In this “vibe driven” style of coding, you’re the driver, but your hands are off the wheel most of the time. Your feedback loop—the tests, the logs, the manual checks, and the git history—is your navigation system, your dashboard, and your emergency brake, all rolled into one. It’s what lets you drive fast without crashing.
The Sci-Hub Surprise: A Lesson in AI Psychology
One of the most fascinating interactions was when I wanted to add a feature to download missing papers. My models are quite sensitive to intellectual property concerns, so when I initially made a vague request about “downloading papers from Sci-Hub,” the model politely declined.
Fair enough. But then I re-phrased my request. I asked it to “use the Sci-Hub API to download files for academic papers given a DOI.” This time, it worked perfectly.

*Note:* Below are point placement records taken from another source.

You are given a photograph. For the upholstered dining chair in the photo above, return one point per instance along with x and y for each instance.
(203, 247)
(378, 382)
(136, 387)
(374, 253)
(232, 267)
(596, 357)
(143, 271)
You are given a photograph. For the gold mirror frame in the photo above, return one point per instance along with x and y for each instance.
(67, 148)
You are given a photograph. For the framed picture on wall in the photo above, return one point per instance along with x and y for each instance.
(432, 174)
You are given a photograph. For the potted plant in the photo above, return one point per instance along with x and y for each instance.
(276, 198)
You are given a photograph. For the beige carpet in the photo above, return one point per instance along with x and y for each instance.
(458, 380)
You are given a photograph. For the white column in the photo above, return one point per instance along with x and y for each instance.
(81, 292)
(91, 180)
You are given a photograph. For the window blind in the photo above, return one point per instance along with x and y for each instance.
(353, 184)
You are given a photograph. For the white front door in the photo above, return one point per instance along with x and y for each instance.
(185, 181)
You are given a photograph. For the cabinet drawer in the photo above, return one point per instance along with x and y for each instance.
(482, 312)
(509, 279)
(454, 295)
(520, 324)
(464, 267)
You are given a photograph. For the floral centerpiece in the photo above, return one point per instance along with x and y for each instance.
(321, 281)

The model’s safety training likely triggered on the general concept of “downloading papers,” which could be interpreted as piracy. But the more specific, technical instruction to “use an API” was seen as a standard coding task. It’s a subtle but powerful lesson in how to navigate the ethical guardrails of these systems.
Choosing Your AI Teammate
For this project, I primarily relied on Claude 4.0 Sonnet and Gemini 2.5 Pro. Both are incredibly powerful, but I found they had different strengths.
In my experience, Claude felt a bit more robust for the back-and-forth of debugging. At one point, Gemini got stuck in a repetitive loop trying to fix a bug. I switched over to Claude with the same context, and it identified the root cause and implemented a fix almost immediately. However, both models were instrumental in getting the project done. Your mileage may vary, and it’s great to have options.
The Future is Fun
I had a blast building this plugin. I could multitask, watch YouTube, or just let my mind wander while my AI partner churned out code.
I don’t think AI will replace experienced engineers anytime soon. Instead, it’s going to supercharge them. The more experience you have, the better you are at guiding the AI, spotting its mistakes, and leveraging its strengths. It changes the job from being a bricklayer to being an architect. And honestly, it’s a lot more fun. Let’s go get the vibe!